We do this so that uVision can load the DSP's memory as well.
Unfortunately, it seems like the linker trickery used to make this happen doesn't put the sections that should be zero init in the list of things to be initialized by __scatterload_zeroinit (or i.__scatterload_zeroinit).
These .bss-ish sections do end up in the elf file (because our post processing tool that converts the cortex mcu AXF to a flash image knows what to do), but when loading from the debugger all these specifically placed .bss sections (initialized arrays of all zeros) don't end up being initialized by __scatterload during startup.
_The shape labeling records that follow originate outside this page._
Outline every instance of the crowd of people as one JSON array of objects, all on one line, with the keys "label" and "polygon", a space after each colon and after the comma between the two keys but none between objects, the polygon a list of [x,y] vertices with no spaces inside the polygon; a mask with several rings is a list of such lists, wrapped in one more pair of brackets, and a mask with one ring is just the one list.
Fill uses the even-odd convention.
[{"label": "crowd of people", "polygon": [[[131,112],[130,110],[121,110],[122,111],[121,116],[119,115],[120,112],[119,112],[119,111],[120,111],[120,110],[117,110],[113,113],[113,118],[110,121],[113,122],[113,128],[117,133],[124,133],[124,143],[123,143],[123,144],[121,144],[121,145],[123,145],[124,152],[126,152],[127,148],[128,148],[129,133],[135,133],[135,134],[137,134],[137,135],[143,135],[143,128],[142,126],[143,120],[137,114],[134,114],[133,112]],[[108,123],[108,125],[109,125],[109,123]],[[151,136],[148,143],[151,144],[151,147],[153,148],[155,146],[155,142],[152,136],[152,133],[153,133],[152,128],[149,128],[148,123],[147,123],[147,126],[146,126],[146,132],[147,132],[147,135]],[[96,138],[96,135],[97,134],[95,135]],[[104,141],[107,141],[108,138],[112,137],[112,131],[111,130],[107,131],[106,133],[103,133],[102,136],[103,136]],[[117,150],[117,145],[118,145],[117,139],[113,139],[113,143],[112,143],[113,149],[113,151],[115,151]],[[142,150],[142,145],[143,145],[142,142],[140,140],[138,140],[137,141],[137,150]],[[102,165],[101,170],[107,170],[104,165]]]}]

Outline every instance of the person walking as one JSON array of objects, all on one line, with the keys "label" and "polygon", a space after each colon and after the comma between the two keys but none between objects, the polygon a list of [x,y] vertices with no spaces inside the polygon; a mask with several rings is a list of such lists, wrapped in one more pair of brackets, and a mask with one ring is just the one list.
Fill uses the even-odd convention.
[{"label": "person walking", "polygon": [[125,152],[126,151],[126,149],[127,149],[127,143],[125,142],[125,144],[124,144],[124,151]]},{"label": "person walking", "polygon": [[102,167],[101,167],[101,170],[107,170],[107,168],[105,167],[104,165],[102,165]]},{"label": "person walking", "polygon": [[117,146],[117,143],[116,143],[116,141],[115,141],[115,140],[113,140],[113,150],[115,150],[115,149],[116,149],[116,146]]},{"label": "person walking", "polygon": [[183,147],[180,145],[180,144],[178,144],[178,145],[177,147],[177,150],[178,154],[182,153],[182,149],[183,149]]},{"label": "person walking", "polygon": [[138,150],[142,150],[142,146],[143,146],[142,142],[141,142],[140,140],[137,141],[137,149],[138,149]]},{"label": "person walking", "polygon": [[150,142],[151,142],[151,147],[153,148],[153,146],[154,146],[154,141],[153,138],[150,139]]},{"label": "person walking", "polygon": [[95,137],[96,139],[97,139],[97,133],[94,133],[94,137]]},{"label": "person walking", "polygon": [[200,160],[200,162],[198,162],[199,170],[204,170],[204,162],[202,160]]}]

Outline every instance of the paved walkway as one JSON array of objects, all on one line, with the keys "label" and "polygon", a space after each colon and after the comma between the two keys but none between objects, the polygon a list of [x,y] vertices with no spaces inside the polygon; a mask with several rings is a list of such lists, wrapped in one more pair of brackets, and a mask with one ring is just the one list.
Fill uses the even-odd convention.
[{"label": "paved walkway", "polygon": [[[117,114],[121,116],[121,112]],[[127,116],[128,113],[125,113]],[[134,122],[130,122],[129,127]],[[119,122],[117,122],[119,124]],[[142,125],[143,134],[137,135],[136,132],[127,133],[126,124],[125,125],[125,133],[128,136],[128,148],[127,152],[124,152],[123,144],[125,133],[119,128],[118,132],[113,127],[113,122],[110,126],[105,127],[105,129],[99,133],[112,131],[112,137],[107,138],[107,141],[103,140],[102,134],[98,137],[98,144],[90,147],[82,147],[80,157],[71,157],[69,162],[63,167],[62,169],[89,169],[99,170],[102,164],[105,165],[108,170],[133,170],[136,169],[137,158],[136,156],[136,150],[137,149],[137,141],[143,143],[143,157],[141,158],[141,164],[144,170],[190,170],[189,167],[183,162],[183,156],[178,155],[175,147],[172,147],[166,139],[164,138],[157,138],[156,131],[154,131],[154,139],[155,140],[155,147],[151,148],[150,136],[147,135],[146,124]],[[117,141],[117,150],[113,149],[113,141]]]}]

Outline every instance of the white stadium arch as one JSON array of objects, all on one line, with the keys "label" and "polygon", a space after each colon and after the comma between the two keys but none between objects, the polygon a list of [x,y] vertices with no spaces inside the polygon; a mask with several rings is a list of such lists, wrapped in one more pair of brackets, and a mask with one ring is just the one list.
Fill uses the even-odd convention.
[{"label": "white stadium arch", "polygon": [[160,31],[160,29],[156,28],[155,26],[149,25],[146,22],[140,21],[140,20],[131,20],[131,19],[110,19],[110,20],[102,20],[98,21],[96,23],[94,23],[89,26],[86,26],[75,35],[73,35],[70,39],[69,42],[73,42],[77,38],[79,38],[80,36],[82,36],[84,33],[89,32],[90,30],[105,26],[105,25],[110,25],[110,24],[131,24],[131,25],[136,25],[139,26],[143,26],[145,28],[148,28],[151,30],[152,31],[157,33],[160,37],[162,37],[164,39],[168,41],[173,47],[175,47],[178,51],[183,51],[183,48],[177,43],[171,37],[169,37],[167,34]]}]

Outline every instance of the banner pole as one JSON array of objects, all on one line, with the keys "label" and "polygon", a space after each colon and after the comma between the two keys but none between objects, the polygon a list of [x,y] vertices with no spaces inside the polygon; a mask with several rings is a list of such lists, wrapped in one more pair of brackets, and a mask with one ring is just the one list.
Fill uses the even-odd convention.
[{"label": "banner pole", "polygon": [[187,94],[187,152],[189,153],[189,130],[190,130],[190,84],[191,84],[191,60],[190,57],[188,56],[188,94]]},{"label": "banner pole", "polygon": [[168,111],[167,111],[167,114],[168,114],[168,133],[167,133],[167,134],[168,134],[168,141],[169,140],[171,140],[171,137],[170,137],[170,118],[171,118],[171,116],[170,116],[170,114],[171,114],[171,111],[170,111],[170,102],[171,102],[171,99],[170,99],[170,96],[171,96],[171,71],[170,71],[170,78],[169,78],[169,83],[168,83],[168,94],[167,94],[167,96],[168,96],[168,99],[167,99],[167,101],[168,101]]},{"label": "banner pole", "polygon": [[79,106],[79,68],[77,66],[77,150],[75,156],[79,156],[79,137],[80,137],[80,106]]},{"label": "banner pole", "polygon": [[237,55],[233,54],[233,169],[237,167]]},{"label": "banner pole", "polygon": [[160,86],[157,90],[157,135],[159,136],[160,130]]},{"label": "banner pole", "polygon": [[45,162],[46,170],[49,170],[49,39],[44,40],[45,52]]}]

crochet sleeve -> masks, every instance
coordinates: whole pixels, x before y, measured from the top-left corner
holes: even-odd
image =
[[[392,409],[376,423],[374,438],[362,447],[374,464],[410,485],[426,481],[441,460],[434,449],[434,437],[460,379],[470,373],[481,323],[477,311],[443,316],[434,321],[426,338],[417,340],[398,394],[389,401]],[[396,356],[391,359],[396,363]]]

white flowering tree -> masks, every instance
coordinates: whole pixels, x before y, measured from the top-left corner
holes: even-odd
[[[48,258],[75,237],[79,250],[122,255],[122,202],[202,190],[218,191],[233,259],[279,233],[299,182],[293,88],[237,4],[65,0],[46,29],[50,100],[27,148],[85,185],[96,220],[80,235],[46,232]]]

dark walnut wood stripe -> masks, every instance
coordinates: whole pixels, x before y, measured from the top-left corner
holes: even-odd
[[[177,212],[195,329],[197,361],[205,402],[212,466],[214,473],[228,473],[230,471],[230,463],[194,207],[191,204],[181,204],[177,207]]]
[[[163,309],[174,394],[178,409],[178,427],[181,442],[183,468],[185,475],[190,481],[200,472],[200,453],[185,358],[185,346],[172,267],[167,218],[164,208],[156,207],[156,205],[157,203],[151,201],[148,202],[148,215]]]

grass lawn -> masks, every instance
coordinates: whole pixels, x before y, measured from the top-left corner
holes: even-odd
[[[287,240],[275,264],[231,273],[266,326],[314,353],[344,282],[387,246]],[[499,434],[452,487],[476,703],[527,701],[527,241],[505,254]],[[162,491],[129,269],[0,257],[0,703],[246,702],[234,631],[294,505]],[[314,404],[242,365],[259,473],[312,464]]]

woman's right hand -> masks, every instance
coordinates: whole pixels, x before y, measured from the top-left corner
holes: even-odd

Any help with this? Is this a keil tool bug? Am I doing it wrong?
Compile time of what? All these things should be known by the time the linker has pulled it all together.
The DSP code compilation is a separate operation, right? Then you're trying to integrate that object code into some other Cortex-M3 app that payloads it to it's final destination on the DSP.
Then perhaps your "DSP object to 'C' structure at" translation program needs to do a better job at building tables that tie all this together so processing can be achieved at run-time, or that it acts more like a loader.
for reference:
cortex.elf depends on dsp.o depends on dsp.c depends on dsp.elf depends on a bunch of other files that are irrelevant.
DSP.C places all the right values at all the right locations in memory via C arrays located using __attribute((at()) (the DSP memory is linearly mapped into cortex memory on the peripheral bus). There is an array for every dsp.elf section with initialized data for every value(either zeros or data)for every word in dsp memory that is referenced by DSP.ELF.
When the debugger loads the contents of the module DSP.O into memory at load time (should get all .data sections), and __scatterload is performed (should get all .bss/zeroinit sections) then the DSP should be completely populated without any other magic that needs to happen. No fixup, no copying, etc.
Well, or at least it should be this way. The zero init sections aren't ending up in the linker created list that __scatterload uses, and I can't figure a way to convince the linker to do such a thing.
It's not super huge, as our production bootloader zeros out the zero init sections because it references the cortex elf (which specifies them), and our debug flow can blanket zero out the DSP memory prior to enabling jtag.
But it is irritating and seems to be a bug in the keil linker.
For your "attribute((at(x)) .bss sections" to stand any chance of being scatter loaded, they are going to need to get into you LR_IRAM1 load region so they get described and tabled for processing. They have to be described in some load region, because the scatter loader is designed to move things, typically unpacking from a rom image into uninitialize ram regions. I'm not sure what you're describing is a bug in the linker, but if it were you'd need to create a worked example and provide that to the support group.
What's to stop you skipping the whole DSP.ELF -> DSP.C step, and instead merge the .HEX or .ELF for the DSP blobs with the Cortex .HEX or .ELF as a post link step?